Retail Storefront Bank Financing

Every retail business owner in need of financing would prefer a conventional bank loan because they are simply the healthiest funding option avaiable for just about any small business. Unlike the quick funding cash advances and alternative loans, traditional lending requires patience, as the process can take weeks if not months to complete. But if you do end up qualifying it will be well worth it from a debt-service perspective. Conventional loans are used for just about any business purpose, including purchasing commercial real estate, refinancing commercial property, working capital, inventory, etc..

  • Rates: 5-10%
  • Terms: 1-25 years

Retail Storefront SBA Loans

An underutilized form of financing for merchants who want healthy, conventional financing rates, but have been unable to get a traditional lender to provide funding, a good option would be to seek a SBA loan. SBA financing is simply a traditional lending in which the lender requests a SBA guarantee (where the government agrees to cover much of the lender’s losses should the retail merchant fail to repay their loan). By reducing the lender’s risk exposure the government hopes to encourage lending to small business owners who have solid businesses, but don’t quite meet traditional lenders’ requirements. SBA loans are used to purchase real estate, purchase businesses, refinance and consolidate business debt, build-out expenses, inventory, payroll, etc..

  • Rates: 6-8%
  • Terms: 3-25 years

Alternative Retail Store Loans

Alternative loans have stepped into a space between bank-rate lenders, and higher-risk cash advance funders.

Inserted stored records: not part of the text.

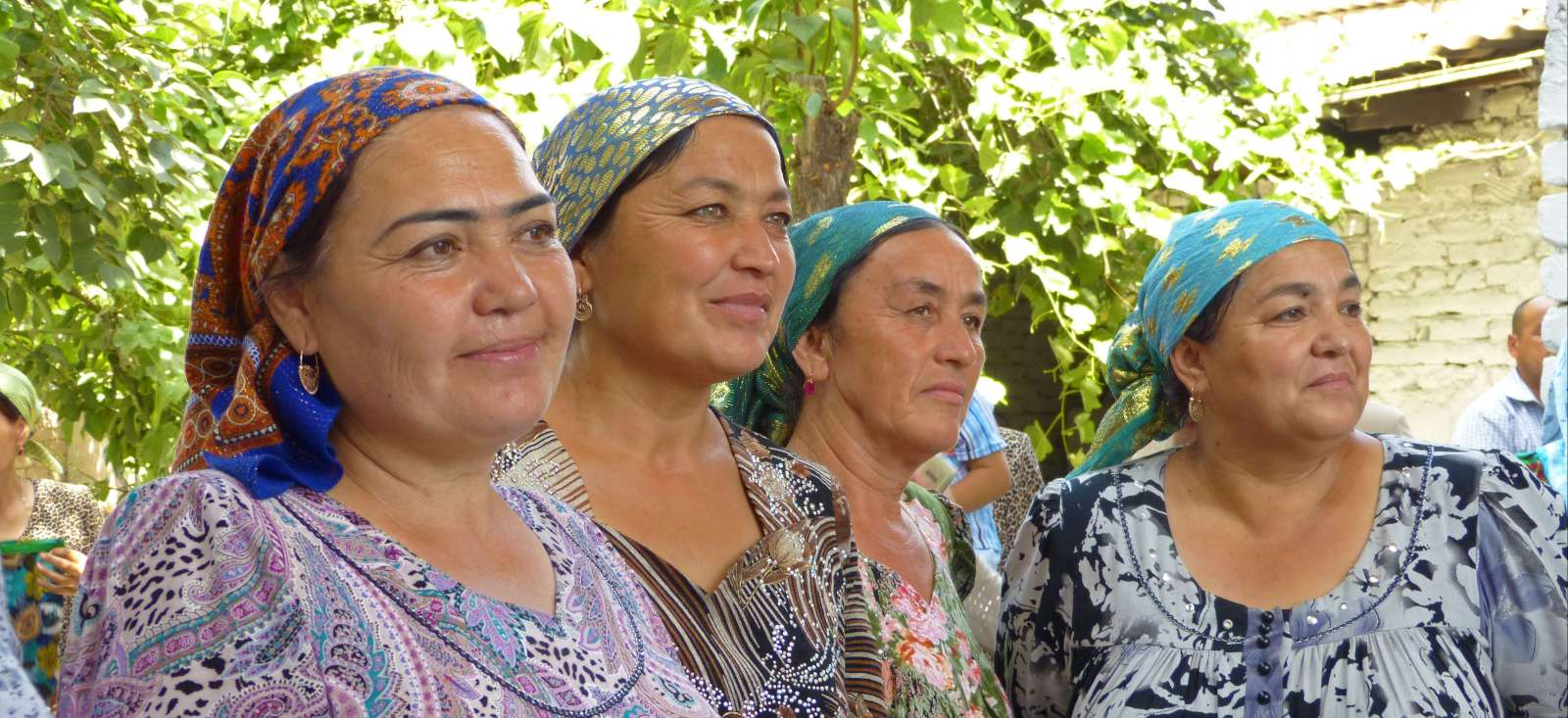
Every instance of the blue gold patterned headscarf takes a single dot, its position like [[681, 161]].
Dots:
[[1203, 253], [598, 145], [18, 389], [248, 414], [767, 400]]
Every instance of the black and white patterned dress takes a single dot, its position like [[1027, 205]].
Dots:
[[1457, 607]]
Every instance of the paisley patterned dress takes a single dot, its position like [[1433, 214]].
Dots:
[[935, 665], [201, 599], [1457, 605]]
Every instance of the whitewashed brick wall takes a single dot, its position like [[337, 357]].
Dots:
[[1552, 209], [1458, 251]]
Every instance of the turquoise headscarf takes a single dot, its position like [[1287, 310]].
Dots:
[[767, 400], [1204, 251], [598, 145], [16, 388]]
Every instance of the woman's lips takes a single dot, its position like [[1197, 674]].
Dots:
[[507, 352], [946, 392], [747, 306], [1337, 380]]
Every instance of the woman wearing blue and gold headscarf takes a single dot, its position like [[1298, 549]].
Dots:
[[1282, 563], [673, 206]]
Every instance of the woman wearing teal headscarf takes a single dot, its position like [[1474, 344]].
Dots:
[[39, 599], [673, 206], [1282, 561], [870, 376]]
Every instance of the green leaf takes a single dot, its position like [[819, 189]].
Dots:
[[51, 162], [804, 27], [18, 130], [13, 153]]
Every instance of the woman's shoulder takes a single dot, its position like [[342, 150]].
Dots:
[[60, 491], [1465, 472]]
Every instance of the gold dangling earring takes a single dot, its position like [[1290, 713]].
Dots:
[[311, 373], [1196, 407]]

The best alternative business loans have rates that are very affordable, with a funding process that is much faster and easier than going through a bank or credit union.

  • Rates: 9-25%
  • Terms: 1-5 years

Asset Based Retail Trade Loans

For owners of retail stores in need of financing who also own their commercial real estate or personal real estate, an option could be to use such real estate as collateral to help fund their business. Asset based lenders may take a 1st, 2nd or even 3rd position on the real estate in conjuction with providing term loans or lines of credit.

  • Rates: 8-25%
  • Terms: 6 months – 3 years

Retail Trade Equipment Leasing

If your retail business needs new, up-to-date business equipment immediately, a good option is to consider equipment leasing. While a loan may provide you financing to purchase the equipment outright, some businesses don’t want to be stuck with equipment long-term that may be outdated in a year or two. Equipment leasing allows retail stores to get the equipment or machinery they need without the long-term commitment. This allows a retail business owner to obtain equipment immediately without having to pay full, up front costs.

  • Rates: 6-20%
  • Terms: 1-10 years

Retail Cash Advances

Clearly the fastest funding option of all, a cash advance can fund within a day or two. The downside is you can expect rates that are extremely high as compared to an amortizing loan. A cash advance (both ach loans and credit card processing loans) are the sale of future revenues in exchange for short term financing. With a retail merchant cash advance, the store agrees to sell a percentage of future credit card deposits, whereas with a business cash advance the retail store sells future bank account deposits. Cash advances are used for a variety of purposes, but the most common is for fast working capital. But one should be careful, as some merchant find themselves stacking multiple advances without a way to consolidate them.